Für den Film habe ich die Generalprobe gedreht. Die letzten Vorbereitungen für den Premierenabend, die die Collas in dieser jedes Mal aufs Neue beeindruckenden Ruhe und Konzentration bewältigen. Schon die Dynamik der Menschen untereinander ließe sich leicht als „Poesia della meccanica“ beschreiben. Auf, hinter und über der Bühne greift der Mechanismus einer erfahrenen Theatertruppe wie ein kompliziertes, aber perfekt austariertes Räderwerk ineinander. Franco Citterios Inszenierung erzählt in einer Abfolge von Nummern nicht nur die Geschichte von Leonardo bis Bauhaus, von Renaissance bis Moderne. Wie nebenbei entwickeln die Collas hier auch ihre eigene Geschichte auf der Bühne: sie zeigen die unterschiedlichen Varianten ihrer Puppentheaterkunst, sie blicken auf ihre Zeit aus den Anfängen zurück, als die Kompanie durch die norditalienische Provinz zog und mit ihren Marionetten Opern- und Ballettinszenierungen der Scala auf dem Land aufführte. Es gibt Reminiszenzen als Theater im Theater, Handpuppen- und Schattentheaterspiel, Kasperle und bezauberndes Pas de deux.

Theater im Theater, die eigene Geschichte in der großen Erzählung

Auf einen der größten Erfolge in der Geschichte der Kompanie (und auch deren Durchbruch), das Ballett „Excelsior” wird ebenso erinnert wie an erfolgreiche Arbeiten der jüngeren Jahre. Mechanischer Bühnenzauber und poetische Führung der Marionetten durch ihre Spieler: freilich bewegen sich zwei Nachbauten von Leonardos Maschinen und freilich sind drei Figurinen, die an Oskar Schlemmers ”Triadisches Ballett” erinnern zu sehen.

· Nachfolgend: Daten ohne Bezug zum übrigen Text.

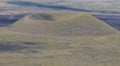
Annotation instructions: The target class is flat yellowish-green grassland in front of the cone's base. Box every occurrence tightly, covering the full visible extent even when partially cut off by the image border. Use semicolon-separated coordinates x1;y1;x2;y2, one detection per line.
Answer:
0;32;120;66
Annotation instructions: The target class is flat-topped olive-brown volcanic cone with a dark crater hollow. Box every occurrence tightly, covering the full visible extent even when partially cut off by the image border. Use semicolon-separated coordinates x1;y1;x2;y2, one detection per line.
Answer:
8;12;118;36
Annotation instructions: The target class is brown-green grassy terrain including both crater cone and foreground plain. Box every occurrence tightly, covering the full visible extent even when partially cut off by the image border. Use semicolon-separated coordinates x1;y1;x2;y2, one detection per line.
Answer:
0;12;120;66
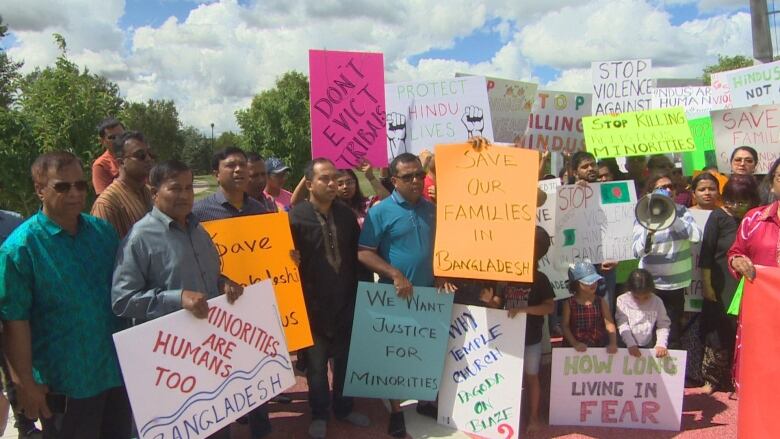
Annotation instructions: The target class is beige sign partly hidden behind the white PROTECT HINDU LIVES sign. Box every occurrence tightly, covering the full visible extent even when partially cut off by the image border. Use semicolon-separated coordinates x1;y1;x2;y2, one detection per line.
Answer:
455;73;538;143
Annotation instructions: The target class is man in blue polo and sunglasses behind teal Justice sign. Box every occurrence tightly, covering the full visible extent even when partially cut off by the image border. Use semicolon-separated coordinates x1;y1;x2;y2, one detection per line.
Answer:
358;153;436;437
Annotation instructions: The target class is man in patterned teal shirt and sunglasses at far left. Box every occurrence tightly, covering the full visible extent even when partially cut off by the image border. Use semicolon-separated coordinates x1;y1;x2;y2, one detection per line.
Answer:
0;152;131;439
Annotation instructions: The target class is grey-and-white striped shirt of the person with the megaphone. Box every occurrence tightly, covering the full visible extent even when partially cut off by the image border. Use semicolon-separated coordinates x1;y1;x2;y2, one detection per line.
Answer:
632;206;702;291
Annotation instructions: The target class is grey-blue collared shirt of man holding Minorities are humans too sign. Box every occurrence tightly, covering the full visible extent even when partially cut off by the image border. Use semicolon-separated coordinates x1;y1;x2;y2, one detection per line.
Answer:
111;207;221;322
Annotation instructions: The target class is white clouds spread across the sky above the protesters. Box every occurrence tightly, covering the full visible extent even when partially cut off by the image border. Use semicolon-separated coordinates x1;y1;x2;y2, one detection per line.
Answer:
2;0;751;132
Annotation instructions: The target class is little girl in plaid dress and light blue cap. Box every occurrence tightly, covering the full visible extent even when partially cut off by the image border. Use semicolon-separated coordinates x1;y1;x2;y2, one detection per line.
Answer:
562;262;617;354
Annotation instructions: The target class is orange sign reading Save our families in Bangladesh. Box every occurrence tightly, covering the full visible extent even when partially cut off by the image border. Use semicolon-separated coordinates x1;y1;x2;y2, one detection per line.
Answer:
433;144;539;282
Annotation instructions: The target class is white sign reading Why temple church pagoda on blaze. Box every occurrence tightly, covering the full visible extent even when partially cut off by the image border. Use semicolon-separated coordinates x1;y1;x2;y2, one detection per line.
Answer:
439;305;526;438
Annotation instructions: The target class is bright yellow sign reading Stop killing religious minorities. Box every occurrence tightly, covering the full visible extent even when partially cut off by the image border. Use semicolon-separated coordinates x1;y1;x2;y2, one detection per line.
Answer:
582;107;696;159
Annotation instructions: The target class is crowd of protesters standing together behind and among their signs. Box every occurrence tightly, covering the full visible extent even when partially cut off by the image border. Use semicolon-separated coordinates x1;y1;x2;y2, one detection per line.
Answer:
0;118;780;439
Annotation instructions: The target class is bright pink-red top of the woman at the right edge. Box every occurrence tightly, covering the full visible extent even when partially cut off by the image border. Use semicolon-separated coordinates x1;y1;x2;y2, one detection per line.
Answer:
728;201;780;278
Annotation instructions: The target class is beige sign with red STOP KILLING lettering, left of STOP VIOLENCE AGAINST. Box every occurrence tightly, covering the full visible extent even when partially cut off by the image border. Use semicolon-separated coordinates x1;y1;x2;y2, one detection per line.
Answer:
516;90;591;154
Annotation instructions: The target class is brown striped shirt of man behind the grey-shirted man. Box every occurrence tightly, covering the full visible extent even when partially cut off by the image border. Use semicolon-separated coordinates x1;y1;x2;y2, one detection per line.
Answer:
90;179;152;239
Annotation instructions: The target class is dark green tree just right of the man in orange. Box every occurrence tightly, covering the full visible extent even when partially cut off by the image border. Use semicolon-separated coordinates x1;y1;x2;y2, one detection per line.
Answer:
119;99;184;161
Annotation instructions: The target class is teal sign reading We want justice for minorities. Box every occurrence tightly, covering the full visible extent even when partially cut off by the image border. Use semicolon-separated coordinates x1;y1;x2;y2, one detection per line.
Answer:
344;282;454;401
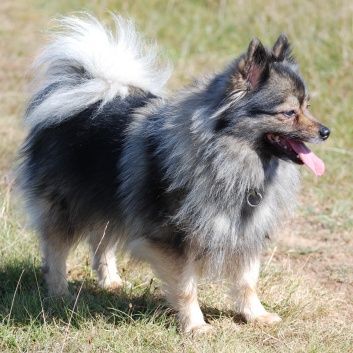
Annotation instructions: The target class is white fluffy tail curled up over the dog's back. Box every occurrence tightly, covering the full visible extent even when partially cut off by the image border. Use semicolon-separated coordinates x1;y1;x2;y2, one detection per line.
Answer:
25;13;171;127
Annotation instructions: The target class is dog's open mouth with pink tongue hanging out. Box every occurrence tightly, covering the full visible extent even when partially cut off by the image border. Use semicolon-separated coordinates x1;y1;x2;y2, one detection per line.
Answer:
266;134;325;176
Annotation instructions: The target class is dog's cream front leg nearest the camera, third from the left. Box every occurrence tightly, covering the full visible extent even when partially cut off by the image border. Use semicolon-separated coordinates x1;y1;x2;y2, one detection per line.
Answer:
129;239;212;334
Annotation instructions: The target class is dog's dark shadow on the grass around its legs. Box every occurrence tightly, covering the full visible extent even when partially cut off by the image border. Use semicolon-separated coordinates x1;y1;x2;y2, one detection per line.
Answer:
0;261;243;328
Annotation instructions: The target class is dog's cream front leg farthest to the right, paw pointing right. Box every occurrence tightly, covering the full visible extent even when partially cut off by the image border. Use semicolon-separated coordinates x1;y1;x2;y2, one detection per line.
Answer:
231;258;281;325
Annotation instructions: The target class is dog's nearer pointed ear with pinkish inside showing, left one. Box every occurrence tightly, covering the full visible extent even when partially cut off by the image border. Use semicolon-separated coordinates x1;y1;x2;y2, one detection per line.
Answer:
238;38;269;90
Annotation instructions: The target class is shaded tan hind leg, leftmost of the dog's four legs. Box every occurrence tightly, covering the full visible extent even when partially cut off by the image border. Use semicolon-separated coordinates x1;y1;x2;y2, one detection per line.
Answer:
41;234;71;296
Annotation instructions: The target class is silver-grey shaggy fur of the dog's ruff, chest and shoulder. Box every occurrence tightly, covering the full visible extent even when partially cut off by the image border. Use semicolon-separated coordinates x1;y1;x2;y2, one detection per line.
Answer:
121;81;299;276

Die „Poesia della meccanica” lebt aber auch besonders davon, dass die Menschen hinter der großen Show auf der Bühne sichtbar sind. Sie sind es, die die Mechanik mit Leben, mit Poesie, anreichern und aus eben noch unbelebtem Material ein scheinbar belebtes Wesen erstehen lassen. Insofern lässt sich dieser Abend als ein poetisches Selbstporträt der Künstler mittels Puppen verstehen.